My Lords, we carefully considered the matter and we realised that in a small number of cases it might be unwelcome to the local authorities. But I should like to emphasise that the change suggested in another place will affect only a limited number of cases where, first, an enforcement notice has been served but not complied with and, secondly, the notice was of a particular kind which the judgment in the Cater case has shown to be invalid; and thirdly, the four years since the alleged contravention will have run out by the time the Act comes into force. It is only where these three factors co-exist that the dropping of subsection (3) will make any difference. As I say, there must be a small number of such cases. The Amendment to subsection (5) is consequential. My Lords, I beg to move that this House doth agree with the Commons in the first Amendment to the Lords Amendment.

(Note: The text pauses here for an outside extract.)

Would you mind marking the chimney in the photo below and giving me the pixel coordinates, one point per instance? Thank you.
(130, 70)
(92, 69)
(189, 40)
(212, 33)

Moved, That this House doth agree with the Commons in the said Amendment to the Lords Amendment.—(The Lord Chancellor.)

LORD SILKIN

My Lords, I suppose that we have got to agree with the Commons in this Amendment—we have no choice. Therefore any discussion that the noble and learned Viscount and I have on this is a pure formality. None of us wants to run the risk of defeating the Bill, or even of having a major quarrel with another place on a matter of this kind. But I am bound to say that I think they are wrong; and I think that the noble and learned Viscount's reasons for asking us to agree with this Amendment—namely, that it is only a little one, and that there will not be many cases of this kind—are not altogether convincing.

First, it is not correct that people in these cases have acted on a temporary permission; they have obtained no permission at all. The 1947 Act gives them the right temporarily to carry out development or to act in the way they have done; but no more. It was never intended that they should be able to carry on with this development for more than a month without applying for permission. What has happened is that, on a pure technicality, when they were challenged after carrying on beyond the permitted period under the Act they were able to say that they were not carrying out this development in defiance of the Act; that because they had permission to carry on for a month, the notice challenging them was wrong. I do not think that such developers are entitled to any sympathy at all, and it seems to me a great pity that we are allowing them to carry on and preventing the local authorities from putting the matter right on what is a pure technicality. Nor am I, as I say, convinced by the fact that this will apply to a limited number of cases. However, if we are going to have a first-class battle with the other place I should not have thought this was a big enough issue to have it on; and therefore, with great regret, I think we have to let it go.

THE LORD CHANCELLOR

My Lords, I have great sympathy with the point of view which the noble Lord, Lord Silkin, has put forward. As he will appreciate, the difficulty is that in these cases the four-year period had expired, and therefore it could be argued that, with however much lack of original method at the time of expiry of the Bill, an existing right had been acquired, and that is the other point of view. I am grateful to the noble Lord for the restraint he has shown to-day in accepting, albeit reluctantly, the Commons Amendment.

On Question, Motion agreed to

THE LORD CHANCELLOR

My Lords, I beg to move the second Amendment, which is consequential.

Moved, That this House doth agree with the Commons in the said Amendment.—(The Lord Chancellor.)